If you haven't read any World War Z (An Oral History of the Zombie War), I can't recommend it enough. The movie was "okay" but had nothing to do with the book, which is a collection of short stories from survivors of the zombie plague. Some of the best involve the original infection.
Heh, my dad even remembered one of them to me recently, the otaku's story. Perhaps the best informed, yet least aware...
World War Z was great, don't get me wrong, but it's not quite what I'm looking for. Since all of the stories are being told from first-person perspectives, it doesn't really deliver the bigger picture regarding the actual spread of the zombie plague. There's a lot of hindsight contemplation, but nothing to really explain how the disease hit epidemic proportions in the first place (especially since, in the first story, it appears that Patient Zero was euthanized pretty quickly along with all of his victims).
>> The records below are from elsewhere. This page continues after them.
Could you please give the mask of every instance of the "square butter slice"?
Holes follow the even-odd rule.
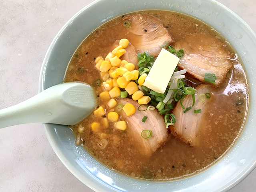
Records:
[[[162,48],[143,85],[153,91],[164,93],[180,59]]]

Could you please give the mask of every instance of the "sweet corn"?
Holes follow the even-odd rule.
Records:
[[[112,111],[108,114],[108,119],[111,122],[116,122],[118,120],[118,114],[116,112]]]
[[[100,98],[103,101],[108,101],[110,99],[110,96],[107,91],[104,91],[100,94]]]
[[[128,71],[128,70],[126,68],[124,68],[124,67],[120,67],[118,69],[117,69],[116,70],[116,72],[117,74],[120,75],[120,76],[122,76],[124,73]]]
[[[112,98],[108,102],[108,106],[110,108],[113,108],[117,104],[116,101],[114,99]]]
[[[116,56],[119,58],[121,56],[123,55],[126,52],[126,51],[124,49],[122,49],[116,52]]]
[[[109,75],[107,73],[100,73],[100,77],[104,81],[106,81],[109,77]]]
[[[116,54],[118,51],[122,48],[123,47],[121,45],[118,45],[117,47],[113,50],[112,52],[114,54]]]
[[[105,110],[102,107],[99,107],[99,108],[93,112],[93,114],[98,117],[100,117],[106,114]]]
[[[106,73],[112,66],[111,64],[109,61],[103,61],[100,65],[100,70],[103,73]]]
[[[108,120],[106,117],[102,117],[101,122],[104,128],[106,128],[108,126]]]
[[[112,52],[110,52],[110,53],[108,53],[108,55],[106,56],[106,57],[105,58],[105,60],[106,61],[109,61],[110,62],[110,59],[111,58],[113,58],[115,56],[116,56],[115,55],[115,54]]]
[[[126,129],[126,122],[124,121],[119,121],[115,122],[114,124],[114,127],[117,129],[124,131]]]
[[[127,63],[128,63],[128,62],[127,62],[127,61],[126,61],[125,60],[122,60],[121,62],[121,63],[118,66],[119,67],[124,67],[124,65]]]
[[[117,78],[114,78],[114,79],[112,79],[112,84],[113,84],[113,87],[118,86],[118,85],[117,84],[117,83],[116,82],[117,80]]]
[[[139,71],[138,70],[133,70],[131,71],[133,74],[133,78],[132,80],[133,81],[137,80],[139,77]]]
[[[135,68],[135,66],[131,63],[126,63],[124,65],[124,68],[126,68],[129,71],[132,71]]]
[[[129,44],[129,40],[127,39],[122,39],[119,41],[119,45],[123,47],[123,48],[125,49]]]
[[[110,59],[110,63],[112,66],[116,67],[118,66],[121,63],[121,60],[117,56],[115,56]]]
[[[111,90],[108,92],[109,95],[111,98],[114,98],[120,96],[120,93],[121,91],[118,87],[114,87]]]
[[[142,96],[138,100],[138,103],[140,105],[147,104],[151,100],[151,98],[148,96]]]
[[[124,77],[125,78],[127,81],[130,81],[133,79],[134,76],[132,72],[127,71],[124,74]]]
[[[145,79],[147,77],[147,74],[146,73],[144,73],[140,77],[139,79],[138,80],[138,83],[139,85],[142,86],[145,82]]]
[[[134,92],[133,94],[132,94],[132,98],[134,101],[136,101],[138,99],[140,99],[141,97],[144,95],[144,94],[141,91],[137,91],[135,92]]]
[[[117,79],[116,83],[120,88],[123,89],[127,86],[130,81],[127,81],[124,77],[121,77]]]
[[[100,123],[98,123],[98,122],[94,122],[91,125],[91,127],[92,127],[92,131],[97,132],[100,129]]]
[[[103,60],[103,58],[102,57],[101,57],[100,56],[99,56],[98,57],[97,57],[97,58],[95,59],[95,63],[98,63],[100,60]]]
[[[100,65],[101,65],[101,63],[104,61],[103,59],[101,59],[99,61],[98,61],[97,63],[96,63],[96,64],[95,65],[95,67],[98,70],[100,70]]]
[[[132,95],[139,90],[139,88],[137,84],[133,81],[131,81],[124,88],[124,90],[126,91],[130,95]]]
[[[134,114],[136,111],[135,107],[130,103],[127,103],[124,105],[123,110],[128,116]]]

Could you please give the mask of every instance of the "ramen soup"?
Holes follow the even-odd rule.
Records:
[[[65,82],[90,85],[92,114],[71,126],[76,144],[111,170],[168,180],[194,174],[232,146],[244,123],[248,85],[228,42],[177,12],[128,14],[91,33]]]

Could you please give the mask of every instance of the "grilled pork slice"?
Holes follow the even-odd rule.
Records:
[[[146,14],[127,16],[123,20],[130,22],[128,39],[136,49],[137,52],[148,52],[150,55],[157,56],[162,48],[160,46],[174,40],[157,18]]]
[[[228,51],[221,42],[209,34],[192,35],[177,42],[175,48],[182,49],[185,54],[178,66],[202,82],[218,86],[225,79],[232,67],[227,59]],[[213,73],[217,76],[214,84],[204,80],[205,73]]]
[[[206,127],[207,121],[209,117],[207,117],[206,112],[208,108],[210,107],[210,102],[212,102],[214,96],[211,92],[212,88],[207,84],[202,84],[196,88],[198,94],[195,95],[194,106],[191,109],[183,112],[184,110],[178,102],[172,113],[176,117],[176,122],[173,125],[170,126],[172,133],[177,136],[182,141],[191,146],[195,146],[200,142],[200,135],[203,132]],[[206,99],[204,102],[200,101],[199,96],[200,94],[206,93],[211,94],[210,99]],[[191,95],[187,95],[182,101],[185,107],[192,106],[192,99]],[[195,113],[194,110],[201,109],[202,113]]]
[[[138,111],[137,108],[140,105],[132,99],[120,99],[119,102],[124,105],[130,103],[135,107],[136,112],[132,115],[127,117],[122,110],[120,115],[122,118],[128,122],[126,131],[128,134],[132,136],[134,146],[138,146],[142,154],[148,157],[151,156],[167,140],[167,129],[164,118],[157,110]],[[142,107],[140,109],[142,108]],[[148,117],[145,122],[141,121],[144,116]],[[143,130],[152,131],[152,137],[144,138],[141,136]]]

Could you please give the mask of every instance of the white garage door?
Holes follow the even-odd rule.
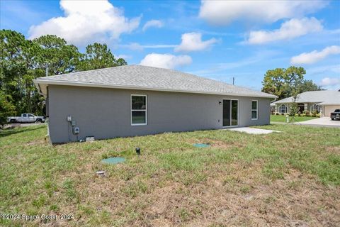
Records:
[[[329,116],[332,112],[334,112],[336,109],[340,109],[340,106],[324,106],[324,116]]]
Let's go back to The Stand for a second. There's a sequence that goes pretty much like this:
"Sheriff Bob is sick with the superflu, though he doesn't know it yet. He pulls over a guy for speeding and gives him a ticket - and a death sentence. This guy is an insurance salesman named Bill, and after getting let go by Sheriff Bob he drives to a diner for lunch where he infects everyone, including the cute waitress and the tourist family he gives directions to on his way out. This tourist family, let's call them the Johnsons, drive west to Nevada and check into a hotel. The kids swim in the hotel pool (infecting all the other kids, who are heading off to all sorts of places with their own families) and get sick the next day. Mr Johnson is pissed that his perfect vacation is ruined, but he and the Missus take the kids to the local doctor's office. There were twenty other people there for various ailments, along with the doctor, the nurses, and the receptionist, and sweet old lady named Muriel. All of them are exposed. After work, Muriel heads off to her bridge club and wins handily, then she goes home and infects her daughter, who goes to school the next day..."
That's what I like. I like seeing exactly how the situation deteriorates.